Over the long term, different factors outperform and underperform in different amounts and at different times relative to cap-weighted benchmarks—with value, for example, outperforming when momentum is underperforming, said Barry Gordon, president and CEO of First Asset Exchange Traded Funds, speaking on Tuesday at the Exchange Traded Forum in Toronto.
“When you put them together, it provides a blended risk-adjusted profile,” Gordon explained.
When using the mutli-factor strategy, it’s important to understand the cyclicality of the factors you’re employing and how they’ve performed under different investment regimes, said Ryan Spourgitis, vice-president of client coverage for Canada with MSCI.
And although the multi-factor approach is a relatively new development in the ETF landscape, “factor indexes are nothing new per se,” added Spourgitis, speaking at the same event.
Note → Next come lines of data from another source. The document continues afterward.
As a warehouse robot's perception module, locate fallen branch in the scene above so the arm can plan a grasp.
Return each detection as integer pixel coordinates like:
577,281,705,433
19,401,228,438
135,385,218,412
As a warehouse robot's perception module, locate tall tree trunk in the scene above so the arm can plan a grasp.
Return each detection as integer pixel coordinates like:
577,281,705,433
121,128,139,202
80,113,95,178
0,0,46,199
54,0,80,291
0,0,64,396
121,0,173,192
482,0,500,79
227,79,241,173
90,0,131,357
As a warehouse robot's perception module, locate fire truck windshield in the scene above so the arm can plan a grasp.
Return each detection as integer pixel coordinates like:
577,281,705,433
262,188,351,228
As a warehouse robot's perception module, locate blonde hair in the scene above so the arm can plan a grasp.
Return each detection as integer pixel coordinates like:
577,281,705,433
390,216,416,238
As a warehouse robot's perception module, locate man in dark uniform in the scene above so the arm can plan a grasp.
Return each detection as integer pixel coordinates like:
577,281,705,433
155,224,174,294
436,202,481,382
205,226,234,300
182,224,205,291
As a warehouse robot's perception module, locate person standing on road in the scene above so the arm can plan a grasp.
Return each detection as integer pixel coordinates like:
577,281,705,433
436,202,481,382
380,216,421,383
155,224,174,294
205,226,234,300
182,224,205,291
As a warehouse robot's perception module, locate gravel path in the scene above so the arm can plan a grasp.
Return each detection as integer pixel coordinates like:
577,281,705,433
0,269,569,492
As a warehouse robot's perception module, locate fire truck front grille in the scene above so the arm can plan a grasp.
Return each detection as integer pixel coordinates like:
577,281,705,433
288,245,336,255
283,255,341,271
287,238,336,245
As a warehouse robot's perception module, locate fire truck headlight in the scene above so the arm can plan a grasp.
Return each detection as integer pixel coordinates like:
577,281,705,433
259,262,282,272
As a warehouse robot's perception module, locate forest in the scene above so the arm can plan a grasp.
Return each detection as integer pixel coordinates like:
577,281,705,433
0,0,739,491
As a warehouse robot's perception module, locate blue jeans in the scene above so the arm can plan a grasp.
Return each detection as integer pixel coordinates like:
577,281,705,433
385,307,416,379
In late 2013, MSCI launched a host of multi-factor indices aimed at helping institutional investors to passively implement index-linked multi-factor strategies.
Leap of faith
While multi-factor models may produce better risk-adjusted returns, they don’t eliminate all the guesswork from portfolio construction, critics point out.
For example, there’s no definitive research showing what the optimum weight for each factor should be in a portfolio—and how many factors should be included, noted Victor Medina-Leal, a financial advisor with Raymond James.
Factors could underperform for a long time and nobody can predict when they’ll start outperforming, so investors just have to hope that the weighting they’ve chosen will work out, Medina-Leal explained.